According to Sifry, the numbers show that 9% of all blogs are spam. This is an assuredly low estimate. Any number of relevant test searches can verify that. Try a search related to some popular tech topic and see if you don't get a return of 50 to 60% spam blogs or duplicitous phantom search sites in the top 100 items returned. If you get 20% bunkum, you're doing pretty well. The telling statistic is in the number of blogs that are updated within 3 months of initial tracking. Only 55% of all blogs are active after that time period. So forget the "there's more than 35 million blogs!" statistic.

What about the contention that 3.9 million bloggers are updating at least weekly? If, as I surmise, a spam or junk blog wants to be perceived as "relevant", they will be sure to update on a timely basis. My searches are turning up a preponderance of junk or auto generated nonsense across a range of engines. Services like PubSub have become inundated with splog traffic and are becoming increasingly ineffective. Even if all 3.9 million of the weekly updaters were legitimate humans posting original material the vast majority of that stuff is oriented toward either:
- banter ("yor hairdoo is kewl")
- rant ("politician so-and-so is worse than Hitler...")
- innuendo (vox populi gossip, see also "banter" above)
- repetition (check out all the "me too!" posts on tech.memeorandum.com, heck even this post may qualify...)

What statistics from the universe of collections cannot capture is relevance. For instance, it is purported that 60% of all baseball cards created -- ever -- have been created since 1999. What does that mean for collectors? Anything in that latter period is of virtually no significance whatsoever. Volume of content does not determine its value. The fact that technorati.com can slice and dice words is significant in establishing a type of filter for assessment of site content but it fails as a measure of quality. Blog posts highlighting how many blogs there may be succeed only in highlighting that metrics cannot trump intellectual assessment. Throw all the science of algorithms you want at a pile of words, the art of those words can only be assessed by sentient readers.

In the blogging world, most words posted are of absolutely no value whatsoever. Most blogging content makes even horoscopes look like significant literature. Pick 1000 blogs at random and verify for yourself whether there is anything worth monitoring on a regular basis. Your final list will differ from mine but I am confident that we would agree that 90% of the sites are completely useless. That would leave us with a subset of 100 blogs from which each of us would find no more than 10 that are worth following and only 1 of which merits a regular read. Only a bare fraction of all web sites that purport to be legitimate blogs contain useful, relevant, literate and cogent writing.
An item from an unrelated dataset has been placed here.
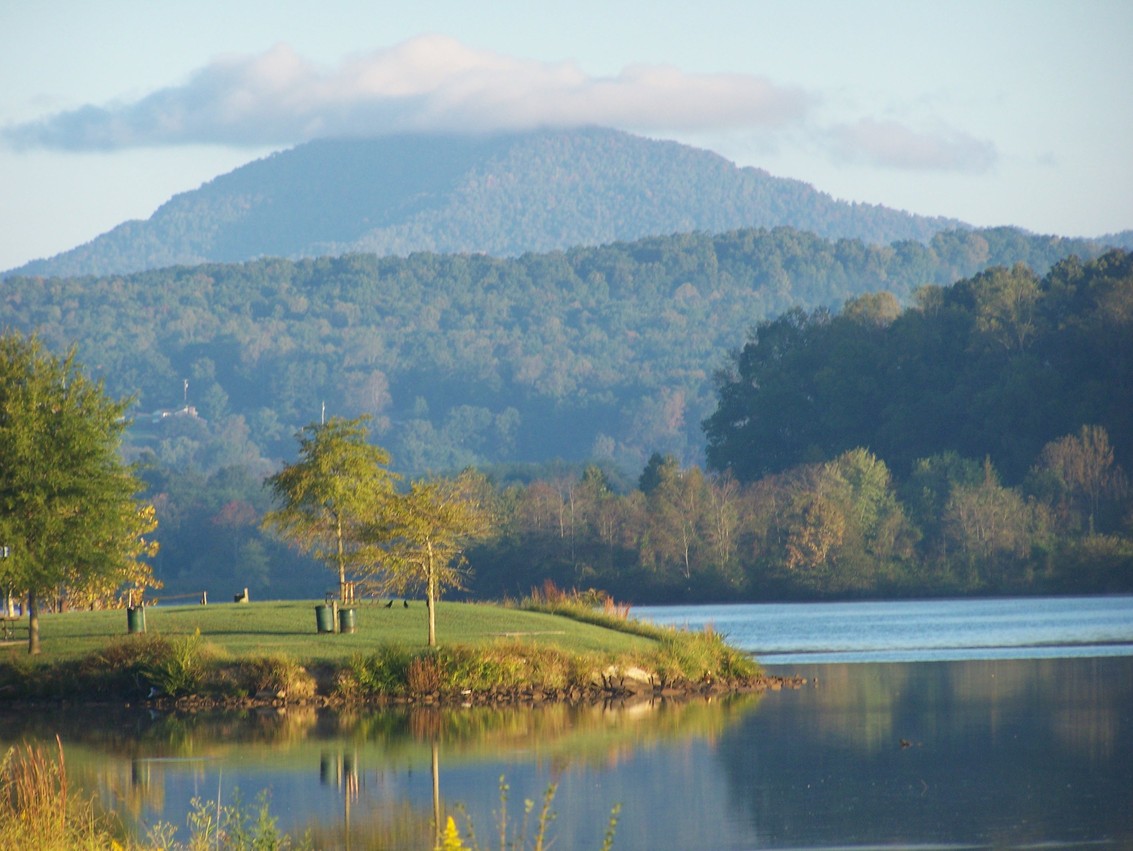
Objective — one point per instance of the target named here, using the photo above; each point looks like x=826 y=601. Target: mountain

What about truth? Clearly a spam blog is not intended to reflect any kind of relative truth; its sole purpose is to deceive. Can an earnest writer be factually wrong and still be readable? Of course, but a reader's tolerance is only measured by a preponderence of perceived truth over a collection of writings. Not much takes place in the blog universe that passes for critical discussion. Individuals tend rather to smear than discourse, to vent rather than reflect. Good criticism is often received with the sensitivity of a 5 year old.

Most readers search out the comfort of an opinion that matches their own rather than to seek assurance in the continuum of reflected thought. That does not mean that we should not be willing to make immediate and profound value judgements regarding things like hate speech, nonsense, trivia or content devised to entrap. Rather, one should also assess voices -- thoughtful voices -- that reflect a range of opinion. If there was any sort of community inherent in the blog space, surely it would lead us to question, reason and discuss. Sadly, most of us are more familiar with a flame than a warm glow.

Stop me if you've seen this before

This is well said;

"...blogging is no more a cause for bubble growth than the pen or keyboard."

Or how about;

"Blogging is not a new and different activity. It's merely an easier way to publish and manage internet content."

Both from Newsome.org

The other nice thing about blogging is that you can quote things that are self-affirming. But hey! How come he got tech.memeorandum action and I didn't? Whaaaaa!